Summary of Argument Structure Seminar on April 29, 2005

Idioms and passives

The two domains story raises the question of exactly where the boundary is. It is clearly below tense and modality and clearly above the process and result meanings associated with verbs; on Friday we attempted to localize it more narrowly by examining the lowest of the various verbal inflections in English, the passive. The meaning and structure of the eventive passive is so consistent and transparent in English that it seems to be a good candidate for something which is outside the domain boundary. The adjectival passive, on the other hand, admits of a few idiosyncracies which suggest that it might be below the boundary. So the prediction is that there should be adjectival passive idioms but no eventive passive idioms.

English provides a number of idioms which appear only in the passive. They can be divided into two groups. First, there are those for which the promotable internal argument is specified as part of the idiom:

[cast the die] -- > the die is cast, the die will be cast, the die seems to be cast; 'the decision is made'

[run the race] --> the race is run, the race will be run, the race seems to be run; 'the opportunity is over'

[made it] --> We had it made, John has got it made, They seem to have it made; 'have a good, secure position'

[said and done all when] --> When all is said and done; When all was said and done; When all has been said and done; 'despite obstacles'

I exclude the following since it has no "free" parts, i.e. it is an adage:

[not built Rome in a day] --> Rome wasn't built in a day; ??Rome must not have been built in a day; ??Rome is sure not to have been built in a day

The above examples are arguably all adjectival. Second, there are some idioms for which the gap is a free position:

[made x for each other] 'ideally suited as a pair'

[cast x in stone] 'permanent, inflexible' (of a decision or rule)

[caught x short] 'out of' (e.g. money)

[taken x aback] 'astonished'

[written x on water] 'has no impact'

Again, these usually pattern as adjectival (He seems caught short, That rule doesn't sound cast in stone, They look made for each other), with exceptions discussed below.

A particularly strange one is the following:

[fit to be tied x] 'furious'

This seems to involve a passive under an adjective, which might be a problem for my generalization that idioms should not span a domain boundary. Interestingly, some speakers don't actually have this syntax for the adjective "fit"; for them, it is a negative polarity item (NPI) which takes an infinitival with an arbitrary PRO subject; thus, they can say

This isn't fit to eat; These aren't fit to wear; That doesn't seem fit to serve to guests

But not

%?This is fit to eat; %?These are fit to wear; %?That seems fit to serve to guests

(because of NPI) and not

%*This isn't fit to be eaten; %*These aren't fit to be worn; %*That doesn't seem fit to be served to guests

(because of arbitrary PRO). I include percent signs before the judgments since other speakers allow all of these sentences.

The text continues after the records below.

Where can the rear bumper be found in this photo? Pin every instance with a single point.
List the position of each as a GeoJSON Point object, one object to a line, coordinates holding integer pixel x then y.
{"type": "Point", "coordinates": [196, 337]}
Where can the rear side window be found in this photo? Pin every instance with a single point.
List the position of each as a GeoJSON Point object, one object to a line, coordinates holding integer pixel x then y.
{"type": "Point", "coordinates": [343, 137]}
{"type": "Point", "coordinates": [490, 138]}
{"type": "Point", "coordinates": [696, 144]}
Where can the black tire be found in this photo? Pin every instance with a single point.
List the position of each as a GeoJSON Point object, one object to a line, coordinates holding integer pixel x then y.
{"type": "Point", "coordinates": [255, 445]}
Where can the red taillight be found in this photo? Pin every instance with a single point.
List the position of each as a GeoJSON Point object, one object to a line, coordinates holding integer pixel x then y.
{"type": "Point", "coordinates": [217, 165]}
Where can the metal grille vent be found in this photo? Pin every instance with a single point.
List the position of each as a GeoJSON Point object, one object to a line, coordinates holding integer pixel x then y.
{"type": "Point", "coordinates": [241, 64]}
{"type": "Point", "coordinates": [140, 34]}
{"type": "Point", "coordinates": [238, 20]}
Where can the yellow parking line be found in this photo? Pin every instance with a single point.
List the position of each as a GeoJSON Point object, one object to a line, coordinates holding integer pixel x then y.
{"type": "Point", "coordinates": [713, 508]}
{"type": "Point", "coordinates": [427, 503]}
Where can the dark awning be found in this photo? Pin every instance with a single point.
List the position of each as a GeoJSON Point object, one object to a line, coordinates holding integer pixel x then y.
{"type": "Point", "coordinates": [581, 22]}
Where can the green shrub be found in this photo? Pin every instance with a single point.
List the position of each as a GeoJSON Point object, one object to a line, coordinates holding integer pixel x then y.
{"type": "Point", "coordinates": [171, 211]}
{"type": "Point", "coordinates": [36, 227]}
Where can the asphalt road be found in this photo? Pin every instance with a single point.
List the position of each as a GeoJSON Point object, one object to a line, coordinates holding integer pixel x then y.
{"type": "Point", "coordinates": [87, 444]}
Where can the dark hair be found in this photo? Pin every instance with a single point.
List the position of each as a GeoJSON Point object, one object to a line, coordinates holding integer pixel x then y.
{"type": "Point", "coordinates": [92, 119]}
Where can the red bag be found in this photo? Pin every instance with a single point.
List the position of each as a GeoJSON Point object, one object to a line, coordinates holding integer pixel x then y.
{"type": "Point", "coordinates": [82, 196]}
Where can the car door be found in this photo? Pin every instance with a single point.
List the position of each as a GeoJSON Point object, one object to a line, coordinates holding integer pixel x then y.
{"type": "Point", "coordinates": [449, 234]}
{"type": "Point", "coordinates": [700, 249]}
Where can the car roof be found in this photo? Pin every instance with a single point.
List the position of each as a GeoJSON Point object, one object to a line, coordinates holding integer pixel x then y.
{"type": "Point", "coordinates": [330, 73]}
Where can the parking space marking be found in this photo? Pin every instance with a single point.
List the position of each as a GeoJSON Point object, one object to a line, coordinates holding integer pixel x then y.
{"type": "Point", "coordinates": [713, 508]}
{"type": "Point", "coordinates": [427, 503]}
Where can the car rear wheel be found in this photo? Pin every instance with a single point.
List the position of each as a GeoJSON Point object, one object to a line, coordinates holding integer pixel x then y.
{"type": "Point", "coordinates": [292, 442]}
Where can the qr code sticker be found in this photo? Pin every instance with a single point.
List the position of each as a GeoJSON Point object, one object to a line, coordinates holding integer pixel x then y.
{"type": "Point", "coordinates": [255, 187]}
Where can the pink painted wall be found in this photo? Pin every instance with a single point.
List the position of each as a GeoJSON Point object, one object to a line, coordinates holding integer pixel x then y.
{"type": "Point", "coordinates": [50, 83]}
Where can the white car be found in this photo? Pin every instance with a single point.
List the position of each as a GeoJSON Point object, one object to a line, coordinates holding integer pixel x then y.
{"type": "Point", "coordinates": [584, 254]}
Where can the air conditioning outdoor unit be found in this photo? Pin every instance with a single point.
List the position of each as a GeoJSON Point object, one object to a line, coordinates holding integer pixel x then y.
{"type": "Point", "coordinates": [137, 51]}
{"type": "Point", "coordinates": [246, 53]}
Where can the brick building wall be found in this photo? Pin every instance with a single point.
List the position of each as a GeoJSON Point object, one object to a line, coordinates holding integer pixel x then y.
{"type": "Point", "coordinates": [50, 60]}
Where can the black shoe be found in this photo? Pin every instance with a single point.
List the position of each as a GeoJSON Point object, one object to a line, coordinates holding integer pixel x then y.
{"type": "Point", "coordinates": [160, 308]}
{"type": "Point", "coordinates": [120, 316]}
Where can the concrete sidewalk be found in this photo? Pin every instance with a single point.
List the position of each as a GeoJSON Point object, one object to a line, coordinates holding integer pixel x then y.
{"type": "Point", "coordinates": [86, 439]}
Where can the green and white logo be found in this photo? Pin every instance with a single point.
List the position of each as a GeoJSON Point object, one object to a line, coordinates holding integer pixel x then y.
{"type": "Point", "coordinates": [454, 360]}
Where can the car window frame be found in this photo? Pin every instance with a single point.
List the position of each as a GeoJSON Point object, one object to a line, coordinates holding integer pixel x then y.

However, those speakers don't have the idiom "fit to be tied"; so an interesting possibility is the following: if you have a syntax that allows a passive under "fit," then you will parse "fit to be tied" as something too big to be an idiom, and interpret it literally (like the second group of speakers does); but if your syntax doesn't allow a passive under "fit" (like the first group), then you are forced to parse "fit to be tied" as something else, and allow it to be small and an idiom. This is pretty speculative and should be investigated with additional speakers (so far each group consists of one).

The most damaging example encountered so far is:

[hoist(ed) x with/by/on x's own petard]: He was hoisted with his own petard; I was hoisted by my own petard; You will be hoisted on your own petard 'damaged by own scurrilousness'

(Gillian has "hoist," as in Shakespeare's Hamlet, whence the original "For 'tis the sport to see the enginer hoist with his owne petar")

Incidentally, for some speakers, "petard" becomes plural if the subject is plural:

They were hoisted with their own petards

Even though there is no word "petard" in the language other than in this idiom. This suggests some sort of compositionality which is not readily available to introspection.

The idiom is damaging to the hypothesis because it is not convincingly adjectival; compare

The decision was cast in stone when the candidate arrived. ENTAILS It had been decided before the candidate arrived (adjectival)

He was hoisted by his own petard when he drank the poisoned wine. CONSISTENT WITH He was undone by his own deed at the very moment he drank the wine. (eventive)

So, in conclusion it seems that "hoist with x's own petard" is a counterexample to the story so far.